John Gavin, U.S. ambassador to Mexico resigns


MEXICO CITY -- U.S. Ambassador John Gavin, the former film actor whose appointment by President Reagan stirred heated controversy, said Monday he is resigning to return to private life.

The surprise announcement came five years after Gavin -- known for his role in the Alfred Hitchcock thriller 'Psycho' -- was named ambassador to Mexico by Reagan, his good friend and former Hollywood colleague.


'It has been a splendid challenge to represent you and our people in what is, perhaps, our most important bilateral relationship,' Gavin said in a letter to Reagan read to reporters at the U.S. Embassy.

'Much has been accomplished during this period. We have assisted Mexico in times of crisis,' Gavin said in the letter. 'I believe, however, that I have accomplished the major task you set for me, and the time has come for me to return to the private sector and meet new challenges.

'I will depart my post on or about the 15th of May 1986.'

Embassy officials said they had no word on Gavin's replacement.

Gavin's 1981 appointment sparked widespread criticism in Mexico and editorials calling for the appointment of Mexican comedian Mario Moreno 'Cantinflas' to Washington.


Also during his five-year tenure, Gavin was criticized for meeting with opposition political parties and for staunchly defending Reagan's hardline anti-communist Central American policies.

'The decision to leave Mexico has been a difficult one for me to make,' said Gavin, who turns 55 Tuesday. 'Especially as the president has asked me to stay on through the end of his administration.'

The ambassador thanked President Miguel de la Madrid and Cabinet officials for 'the constant direct access' during his tenure in Mexico at the United States government's largest embassy.

'Our dealings, even when we have discussed issues, have always been candid, amicable and mutually respectful.

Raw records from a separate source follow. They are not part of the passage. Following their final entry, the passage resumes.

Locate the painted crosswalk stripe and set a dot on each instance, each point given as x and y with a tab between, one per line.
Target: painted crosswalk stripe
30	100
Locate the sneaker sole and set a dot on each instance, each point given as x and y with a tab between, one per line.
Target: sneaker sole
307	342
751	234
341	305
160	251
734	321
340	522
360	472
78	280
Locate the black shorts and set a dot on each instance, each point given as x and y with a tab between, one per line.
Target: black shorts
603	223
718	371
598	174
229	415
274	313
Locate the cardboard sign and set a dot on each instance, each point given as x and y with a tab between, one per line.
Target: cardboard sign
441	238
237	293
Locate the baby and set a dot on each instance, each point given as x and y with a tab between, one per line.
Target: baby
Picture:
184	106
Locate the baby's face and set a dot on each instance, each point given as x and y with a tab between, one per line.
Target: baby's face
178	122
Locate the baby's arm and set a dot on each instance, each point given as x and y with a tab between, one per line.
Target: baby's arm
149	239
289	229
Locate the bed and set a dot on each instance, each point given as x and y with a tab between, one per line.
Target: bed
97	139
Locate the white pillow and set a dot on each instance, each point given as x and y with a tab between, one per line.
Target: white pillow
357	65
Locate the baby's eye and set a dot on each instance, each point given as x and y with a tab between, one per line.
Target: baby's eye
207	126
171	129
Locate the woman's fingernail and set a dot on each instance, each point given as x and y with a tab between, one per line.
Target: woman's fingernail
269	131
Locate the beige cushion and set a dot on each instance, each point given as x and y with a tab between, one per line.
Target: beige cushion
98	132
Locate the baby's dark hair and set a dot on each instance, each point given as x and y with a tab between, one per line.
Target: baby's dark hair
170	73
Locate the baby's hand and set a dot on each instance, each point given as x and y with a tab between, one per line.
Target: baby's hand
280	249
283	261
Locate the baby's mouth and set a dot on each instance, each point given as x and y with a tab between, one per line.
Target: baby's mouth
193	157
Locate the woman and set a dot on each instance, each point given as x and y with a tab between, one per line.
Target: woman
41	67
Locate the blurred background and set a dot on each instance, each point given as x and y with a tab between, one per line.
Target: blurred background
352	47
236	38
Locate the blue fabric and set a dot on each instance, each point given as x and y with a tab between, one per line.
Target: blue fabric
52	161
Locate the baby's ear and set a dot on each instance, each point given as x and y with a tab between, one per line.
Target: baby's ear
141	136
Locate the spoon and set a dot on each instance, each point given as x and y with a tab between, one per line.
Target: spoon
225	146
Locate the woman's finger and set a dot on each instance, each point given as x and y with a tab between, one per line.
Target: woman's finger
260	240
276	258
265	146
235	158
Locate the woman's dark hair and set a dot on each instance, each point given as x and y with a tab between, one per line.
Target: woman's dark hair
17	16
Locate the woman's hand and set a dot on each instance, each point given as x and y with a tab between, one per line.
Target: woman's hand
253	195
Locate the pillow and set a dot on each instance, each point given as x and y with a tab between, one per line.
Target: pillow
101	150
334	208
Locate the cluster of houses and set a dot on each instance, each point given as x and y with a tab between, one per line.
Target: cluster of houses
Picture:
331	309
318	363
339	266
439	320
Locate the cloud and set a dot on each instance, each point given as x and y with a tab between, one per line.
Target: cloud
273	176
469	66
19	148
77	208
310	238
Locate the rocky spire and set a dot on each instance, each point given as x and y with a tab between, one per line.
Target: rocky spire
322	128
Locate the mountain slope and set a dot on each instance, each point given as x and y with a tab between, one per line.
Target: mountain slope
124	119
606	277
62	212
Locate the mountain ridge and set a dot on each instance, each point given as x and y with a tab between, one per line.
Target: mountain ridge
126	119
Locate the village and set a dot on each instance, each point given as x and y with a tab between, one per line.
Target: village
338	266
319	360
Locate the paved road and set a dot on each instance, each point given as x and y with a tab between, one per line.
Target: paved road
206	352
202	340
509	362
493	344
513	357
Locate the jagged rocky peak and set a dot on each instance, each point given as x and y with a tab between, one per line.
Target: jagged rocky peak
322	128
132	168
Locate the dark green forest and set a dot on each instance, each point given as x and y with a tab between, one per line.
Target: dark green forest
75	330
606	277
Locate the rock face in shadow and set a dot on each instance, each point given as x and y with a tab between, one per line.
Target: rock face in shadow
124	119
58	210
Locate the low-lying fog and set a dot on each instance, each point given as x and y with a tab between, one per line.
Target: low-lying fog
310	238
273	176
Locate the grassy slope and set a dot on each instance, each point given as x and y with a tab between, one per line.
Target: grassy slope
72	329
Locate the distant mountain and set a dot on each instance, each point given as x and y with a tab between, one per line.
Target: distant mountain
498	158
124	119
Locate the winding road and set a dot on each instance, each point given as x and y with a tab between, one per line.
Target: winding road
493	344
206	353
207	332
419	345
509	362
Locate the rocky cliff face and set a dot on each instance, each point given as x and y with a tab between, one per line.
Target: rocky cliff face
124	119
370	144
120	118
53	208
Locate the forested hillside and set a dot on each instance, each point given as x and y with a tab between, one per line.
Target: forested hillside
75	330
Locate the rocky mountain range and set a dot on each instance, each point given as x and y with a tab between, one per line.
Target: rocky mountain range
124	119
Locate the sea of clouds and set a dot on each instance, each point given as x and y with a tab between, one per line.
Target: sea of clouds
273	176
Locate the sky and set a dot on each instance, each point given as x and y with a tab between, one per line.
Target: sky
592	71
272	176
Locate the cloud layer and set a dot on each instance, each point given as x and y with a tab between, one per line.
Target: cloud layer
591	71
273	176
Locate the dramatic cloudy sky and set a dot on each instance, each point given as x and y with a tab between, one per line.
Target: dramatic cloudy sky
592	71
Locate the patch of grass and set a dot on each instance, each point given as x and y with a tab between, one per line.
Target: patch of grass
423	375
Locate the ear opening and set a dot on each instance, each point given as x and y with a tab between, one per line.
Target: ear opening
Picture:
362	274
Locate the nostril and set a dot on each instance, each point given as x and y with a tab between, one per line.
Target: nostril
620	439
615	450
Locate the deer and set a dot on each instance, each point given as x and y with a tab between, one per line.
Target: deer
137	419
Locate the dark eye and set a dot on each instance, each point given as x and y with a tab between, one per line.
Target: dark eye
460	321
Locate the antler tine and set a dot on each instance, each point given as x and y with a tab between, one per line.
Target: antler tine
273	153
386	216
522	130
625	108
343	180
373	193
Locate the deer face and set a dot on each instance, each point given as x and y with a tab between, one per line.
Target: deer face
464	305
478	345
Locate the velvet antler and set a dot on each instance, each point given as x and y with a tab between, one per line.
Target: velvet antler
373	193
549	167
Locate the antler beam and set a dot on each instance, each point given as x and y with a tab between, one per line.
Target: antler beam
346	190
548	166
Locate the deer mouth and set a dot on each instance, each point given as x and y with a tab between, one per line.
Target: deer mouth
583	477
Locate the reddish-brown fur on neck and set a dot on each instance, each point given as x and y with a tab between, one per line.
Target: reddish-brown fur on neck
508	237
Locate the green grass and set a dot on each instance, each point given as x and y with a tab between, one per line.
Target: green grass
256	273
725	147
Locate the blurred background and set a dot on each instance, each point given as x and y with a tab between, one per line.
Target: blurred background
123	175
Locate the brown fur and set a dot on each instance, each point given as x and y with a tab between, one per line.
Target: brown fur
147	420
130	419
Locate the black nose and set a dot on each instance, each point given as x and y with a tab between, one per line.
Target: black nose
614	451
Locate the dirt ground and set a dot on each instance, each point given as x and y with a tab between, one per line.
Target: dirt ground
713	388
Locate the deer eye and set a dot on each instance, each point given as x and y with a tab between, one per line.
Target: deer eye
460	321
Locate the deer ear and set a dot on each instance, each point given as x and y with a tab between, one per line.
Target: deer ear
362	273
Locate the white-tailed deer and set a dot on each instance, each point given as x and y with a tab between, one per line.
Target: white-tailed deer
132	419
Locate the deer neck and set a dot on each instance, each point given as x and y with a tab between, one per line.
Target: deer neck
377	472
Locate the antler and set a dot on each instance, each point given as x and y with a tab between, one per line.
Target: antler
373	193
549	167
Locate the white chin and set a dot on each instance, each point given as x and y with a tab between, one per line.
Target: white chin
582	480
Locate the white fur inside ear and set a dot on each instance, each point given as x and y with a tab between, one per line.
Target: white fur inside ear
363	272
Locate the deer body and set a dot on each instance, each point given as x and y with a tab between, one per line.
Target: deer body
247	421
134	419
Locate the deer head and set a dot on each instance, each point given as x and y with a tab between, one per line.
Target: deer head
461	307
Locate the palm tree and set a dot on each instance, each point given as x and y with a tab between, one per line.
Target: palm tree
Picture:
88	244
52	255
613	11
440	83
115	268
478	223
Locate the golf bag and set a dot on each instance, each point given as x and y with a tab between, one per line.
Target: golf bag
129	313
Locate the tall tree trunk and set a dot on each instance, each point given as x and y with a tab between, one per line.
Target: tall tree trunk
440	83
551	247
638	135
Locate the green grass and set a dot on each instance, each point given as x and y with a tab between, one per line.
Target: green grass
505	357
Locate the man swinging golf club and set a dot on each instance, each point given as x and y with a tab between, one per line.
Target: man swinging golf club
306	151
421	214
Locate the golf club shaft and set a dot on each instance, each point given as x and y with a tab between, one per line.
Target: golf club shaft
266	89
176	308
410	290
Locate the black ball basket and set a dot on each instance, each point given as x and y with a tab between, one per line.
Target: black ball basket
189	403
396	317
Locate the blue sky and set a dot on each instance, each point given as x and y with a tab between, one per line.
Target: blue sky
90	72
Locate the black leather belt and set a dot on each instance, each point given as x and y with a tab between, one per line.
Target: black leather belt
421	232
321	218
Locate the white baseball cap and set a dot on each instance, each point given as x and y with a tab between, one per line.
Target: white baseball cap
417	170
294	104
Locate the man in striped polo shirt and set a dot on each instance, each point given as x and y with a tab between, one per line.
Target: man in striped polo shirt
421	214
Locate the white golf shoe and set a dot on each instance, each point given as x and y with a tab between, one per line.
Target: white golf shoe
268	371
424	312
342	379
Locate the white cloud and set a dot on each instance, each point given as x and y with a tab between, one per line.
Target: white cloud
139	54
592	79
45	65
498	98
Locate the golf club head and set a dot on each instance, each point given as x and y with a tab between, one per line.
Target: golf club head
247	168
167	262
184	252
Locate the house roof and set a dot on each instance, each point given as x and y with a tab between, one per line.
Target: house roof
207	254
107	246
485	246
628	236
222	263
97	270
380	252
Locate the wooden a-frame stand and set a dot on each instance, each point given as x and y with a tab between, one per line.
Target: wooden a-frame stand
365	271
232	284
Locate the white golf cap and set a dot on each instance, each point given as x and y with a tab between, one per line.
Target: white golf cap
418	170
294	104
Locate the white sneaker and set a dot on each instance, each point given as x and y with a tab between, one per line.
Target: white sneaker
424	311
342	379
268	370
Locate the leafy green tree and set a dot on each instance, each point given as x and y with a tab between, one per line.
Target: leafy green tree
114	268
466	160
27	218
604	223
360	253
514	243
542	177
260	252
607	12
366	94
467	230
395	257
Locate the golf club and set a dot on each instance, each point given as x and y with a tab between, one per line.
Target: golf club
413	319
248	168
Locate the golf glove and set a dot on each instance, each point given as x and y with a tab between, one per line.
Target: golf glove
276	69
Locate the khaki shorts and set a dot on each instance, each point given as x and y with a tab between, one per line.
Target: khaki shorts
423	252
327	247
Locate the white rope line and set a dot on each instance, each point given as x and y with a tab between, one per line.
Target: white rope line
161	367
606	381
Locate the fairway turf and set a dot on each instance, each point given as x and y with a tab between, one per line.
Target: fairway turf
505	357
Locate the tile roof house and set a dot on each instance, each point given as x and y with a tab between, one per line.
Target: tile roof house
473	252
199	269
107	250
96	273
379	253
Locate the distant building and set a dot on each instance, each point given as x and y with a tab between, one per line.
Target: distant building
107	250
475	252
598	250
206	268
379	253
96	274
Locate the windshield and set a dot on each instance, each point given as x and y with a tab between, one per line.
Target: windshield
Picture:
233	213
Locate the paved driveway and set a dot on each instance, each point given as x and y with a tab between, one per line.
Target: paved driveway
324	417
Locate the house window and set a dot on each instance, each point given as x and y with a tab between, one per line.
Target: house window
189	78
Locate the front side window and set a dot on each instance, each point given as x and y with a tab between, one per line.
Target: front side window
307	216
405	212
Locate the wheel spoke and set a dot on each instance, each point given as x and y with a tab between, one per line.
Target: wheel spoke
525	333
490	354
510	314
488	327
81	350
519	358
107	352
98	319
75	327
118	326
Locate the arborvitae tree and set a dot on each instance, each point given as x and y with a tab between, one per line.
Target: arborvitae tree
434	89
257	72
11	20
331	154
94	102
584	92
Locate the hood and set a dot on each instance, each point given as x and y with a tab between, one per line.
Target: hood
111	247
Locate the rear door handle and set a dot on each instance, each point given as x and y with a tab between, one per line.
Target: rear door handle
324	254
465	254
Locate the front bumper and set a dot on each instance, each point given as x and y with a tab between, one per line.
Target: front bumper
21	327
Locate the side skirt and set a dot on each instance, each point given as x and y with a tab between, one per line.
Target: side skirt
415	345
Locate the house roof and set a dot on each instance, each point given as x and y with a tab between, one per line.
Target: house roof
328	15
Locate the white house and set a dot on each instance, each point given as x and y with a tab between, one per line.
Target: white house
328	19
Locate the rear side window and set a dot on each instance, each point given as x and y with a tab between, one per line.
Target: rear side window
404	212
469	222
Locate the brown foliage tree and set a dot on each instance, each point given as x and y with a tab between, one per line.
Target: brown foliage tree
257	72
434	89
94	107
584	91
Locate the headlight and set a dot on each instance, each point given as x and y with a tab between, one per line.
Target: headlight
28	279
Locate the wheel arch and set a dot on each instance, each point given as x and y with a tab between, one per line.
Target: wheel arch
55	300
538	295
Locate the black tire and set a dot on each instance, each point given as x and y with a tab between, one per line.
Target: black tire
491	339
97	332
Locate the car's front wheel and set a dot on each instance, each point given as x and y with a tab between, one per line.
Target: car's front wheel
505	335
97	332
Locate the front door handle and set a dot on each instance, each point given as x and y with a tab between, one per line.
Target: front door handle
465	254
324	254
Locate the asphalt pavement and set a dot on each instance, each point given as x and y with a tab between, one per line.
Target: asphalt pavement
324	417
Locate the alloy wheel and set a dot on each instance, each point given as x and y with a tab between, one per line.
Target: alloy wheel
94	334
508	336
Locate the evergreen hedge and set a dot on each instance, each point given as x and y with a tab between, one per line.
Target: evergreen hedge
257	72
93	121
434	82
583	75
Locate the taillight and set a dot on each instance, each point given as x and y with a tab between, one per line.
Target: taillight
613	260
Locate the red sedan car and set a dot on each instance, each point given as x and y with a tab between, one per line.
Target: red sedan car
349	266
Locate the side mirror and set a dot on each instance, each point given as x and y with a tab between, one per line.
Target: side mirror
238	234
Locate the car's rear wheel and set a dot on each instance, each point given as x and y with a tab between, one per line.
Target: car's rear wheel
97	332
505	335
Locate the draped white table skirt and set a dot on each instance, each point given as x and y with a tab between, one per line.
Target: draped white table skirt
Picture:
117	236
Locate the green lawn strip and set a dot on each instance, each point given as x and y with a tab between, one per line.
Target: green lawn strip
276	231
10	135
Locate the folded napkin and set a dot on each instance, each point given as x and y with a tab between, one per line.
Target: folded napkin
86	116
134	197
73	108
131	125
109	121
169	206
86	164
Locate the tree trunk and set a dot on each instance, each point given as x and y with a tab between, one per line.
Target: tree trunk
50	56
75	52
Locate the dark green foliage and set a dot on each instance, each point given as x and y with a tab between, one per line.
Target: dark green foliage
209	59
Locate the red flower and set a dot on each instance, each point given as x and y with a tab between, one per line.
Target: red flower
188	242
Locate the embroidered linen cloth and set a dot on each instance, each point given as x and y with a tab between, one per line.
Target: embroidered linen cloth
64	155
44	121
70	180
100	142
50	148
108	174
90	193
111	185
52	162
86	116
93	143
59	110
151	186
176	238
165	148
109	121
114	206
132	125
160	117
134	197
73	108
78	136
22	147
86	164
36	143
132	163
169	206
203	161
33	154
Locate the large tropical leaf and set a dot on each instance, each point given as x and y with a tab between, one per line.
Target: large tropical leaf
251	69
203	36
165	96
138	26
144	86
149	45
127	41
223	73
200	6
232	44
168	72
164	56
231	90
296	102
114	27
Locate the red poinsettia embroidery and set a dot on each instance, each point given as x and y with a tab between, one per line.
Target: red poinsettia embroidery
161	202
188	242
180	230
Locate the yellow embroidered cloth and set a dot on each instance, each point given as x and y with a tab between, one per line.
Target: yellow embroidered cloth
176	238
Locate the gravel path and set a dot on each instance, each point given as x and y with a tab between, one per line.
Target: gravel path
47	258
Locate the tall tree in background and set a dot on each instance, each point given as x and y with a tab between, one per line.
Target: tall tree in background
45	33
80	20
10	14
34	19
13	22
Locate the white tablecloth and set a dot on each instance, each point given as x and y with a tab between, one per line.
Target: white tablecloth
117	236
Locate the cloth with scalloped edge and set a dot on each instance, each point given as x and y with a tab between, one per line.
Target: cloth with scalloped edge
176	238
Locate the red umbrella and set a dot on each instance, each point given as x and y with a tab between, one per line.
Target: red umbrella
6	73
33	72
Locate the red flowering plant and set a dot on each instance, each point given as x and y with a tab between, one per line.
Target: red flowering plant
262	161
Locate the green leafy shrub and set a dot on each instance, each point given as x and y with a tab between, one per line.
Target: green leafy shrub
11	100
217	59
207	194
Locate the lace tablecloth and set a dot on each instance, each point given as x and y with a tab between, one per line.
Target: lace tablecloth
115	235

No less, of course, is to be expected of the representatives of two great and friendly nations.'

The ambassador's job was the first diplomatic post for Gavin, who spent most of his career as an actor.

Among Gavin's movies were 'Imitation of Life,' 'Psycho,' 'Back Street,' 'Heidi,' 'Thoroughly Modern Millie' and 'Spartacus.' In 'Psycho,' Gavin played the character of Sam Loomis, the boyfriend of Lila, who came to investigate her sister's murder. He was also once known as the spokesman for Bacardi rum on television commercials.

Gavin's mother, born in the nothern Mexican state of Sonora, taught him Spanish as a child and he had perfect fluency in the language.


While serving as ambassador, Gavin sparked a love-hate relationship with both foreign and local journalists. At a 1983 news conference, Gavin scolded reporters for not showing 'respect' by standing when he entered the room. At all subsequent news briefings, aides warned reporters to not make the same mistake again.

Gavin is married to actress Constance Mary Towers. They have four children.